Pero este proyecto no se limita a la experiencia vital de la fotógrafa. Apareció un personaje inesperado, una chica de trece años. Tania conservaba la curiosidad y optimismo propios de su edad, soñaba con ser la nueva Cousteau, una investigadora del fondo de los mares. Sin embargo, en otoño de este año su familia tiene previsto trasladarse a una gran ciudad. La historia se repetía. «Es posible que cuando se haga mayor intente recordar Tiksi, igual que hice yo, y su mente viaje en sueños hasta allí. Quería que las imágenes fueran como las postales de la infancia de Tania. El mundo de Tiksi desaparecerá tan pronto como se marche Tania. O bien, al hacerse mayor, ya no vea únicamente en Tiksi un lugar bello y divertido, sino un pueblo que se debate por salir de la pobreza, con un tiempo meteorológico muy adverso y a punto de quedarse desierto».

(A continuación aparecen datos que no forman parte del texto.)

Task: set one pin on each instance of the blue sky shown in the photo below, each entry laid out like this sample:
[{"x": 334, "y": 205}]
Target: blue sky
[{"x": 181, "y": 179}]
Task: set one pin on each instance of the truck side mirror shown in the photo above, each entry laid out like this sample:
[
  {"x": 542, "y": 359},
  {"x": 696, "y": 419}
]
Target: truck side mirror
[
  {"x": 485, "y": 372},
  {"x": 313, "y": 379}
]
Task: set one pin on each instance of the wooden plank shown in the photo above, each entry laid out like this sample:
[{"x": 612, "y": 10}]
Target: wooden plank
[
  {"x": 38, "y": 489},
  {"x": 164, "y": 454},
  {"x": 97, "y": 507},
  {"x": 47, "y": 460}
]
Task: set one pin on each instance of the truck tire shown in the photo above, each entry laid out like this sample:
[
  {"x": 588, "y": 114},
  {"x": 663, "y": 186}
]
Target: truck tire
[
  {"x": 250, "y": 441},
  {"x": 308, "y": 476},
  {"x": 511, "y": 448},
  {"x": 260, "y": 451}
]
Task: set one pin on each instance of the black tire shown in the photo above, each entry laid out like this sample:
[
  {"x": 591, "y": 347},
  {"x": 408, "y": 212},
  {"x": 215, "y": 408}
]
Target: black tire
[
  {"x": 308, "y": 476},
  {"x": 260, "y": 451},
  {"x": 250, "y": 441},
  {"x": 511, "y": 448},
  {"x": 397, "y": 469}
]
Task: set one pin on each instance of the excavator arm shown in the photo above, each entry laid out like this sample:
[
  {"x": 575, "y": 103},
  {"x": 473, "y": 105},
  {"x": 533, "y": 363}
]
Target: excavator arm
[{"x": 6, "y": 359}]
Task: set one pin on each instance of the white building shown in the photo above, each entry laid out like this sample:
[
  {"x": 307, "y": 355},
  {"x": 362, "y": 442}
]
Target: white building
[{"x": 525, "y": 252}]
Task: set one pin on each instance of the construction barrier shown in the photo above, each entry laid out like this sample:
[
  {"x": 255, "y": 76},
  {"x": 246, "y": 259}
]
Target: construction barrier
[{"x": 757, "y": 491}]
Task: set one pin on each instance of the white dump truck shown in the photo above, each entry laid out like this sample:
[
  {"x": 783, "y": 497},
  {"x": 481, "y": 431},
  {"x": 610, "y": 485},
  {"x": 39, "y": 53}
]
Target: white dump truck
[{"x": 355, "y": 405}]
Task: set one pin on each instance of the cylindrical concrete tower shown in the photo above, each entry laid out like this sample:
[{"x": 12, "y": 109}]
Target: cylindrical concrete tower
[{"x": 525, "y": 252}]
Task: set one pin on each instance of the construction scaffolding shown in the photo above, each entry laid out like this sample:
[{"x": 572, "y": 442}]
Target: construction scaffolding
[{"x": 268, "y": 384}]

Como la otra cara de una misma moneda, otro de sus proyectos, «Siguiendo a los renos», registra un año de vida junto con las tribus nómadas de la República de Yakutia. Apenas quedan 1.500 yakutos que, a trancas y barrancas, consiguen mantener la ancestral cultura nómada. «El mundo de los pastores de renos, como el de muchas otras culturas indígenas, está desapareciendo bajo el influjo del mundo moderno, y las jóvenes generaciones no están dispuestas a llevar una vida tan dura como la de sus antepasados. Durante dos o tres meses viví con algunos pastores. Hacía lo mismo que ellos: pastoreaba, cocinaba y cuidaba de los niños en el «tipi», así que nunca estuvieron muy pendientes de lo que yo hacía con la cámara, no me veían como a una fotógrafa, simplemente era una extranjera. Son una gente muy acogedora y sincera. Los nómadas saben del resto del mundo por la radio y los viajes a otras poblaciones, pero no lo asocian con su forma de vida. Tienen su propio cosmos en la naturaleza salvaje y el aislamiento. Los pastores de renos, como cualesquiera otros padres, también desean lo mejor para sus hijos, aunque eso signifique enviarlos a estudiar a las ciudades. Pero a muchos les asusta estar lejos de su realidad». Arbugaeva, con un pie en Nueva York y otro en Moscú, aún conserva esa inadaptación genética a la ciudad. «Siento una gran conexión con la naturaleza siberiana, la extraño mucho cuando estoy en Nueva York. Si no me escapo de vez en cuando… en la ciudad creo que me vuelvo loca».
La beca de la Fundación Magnum le permitirá continuar sus proyectos fotográficos. Además de ayuda económica, recibirá asesoramiento editorial y apoyo logístico.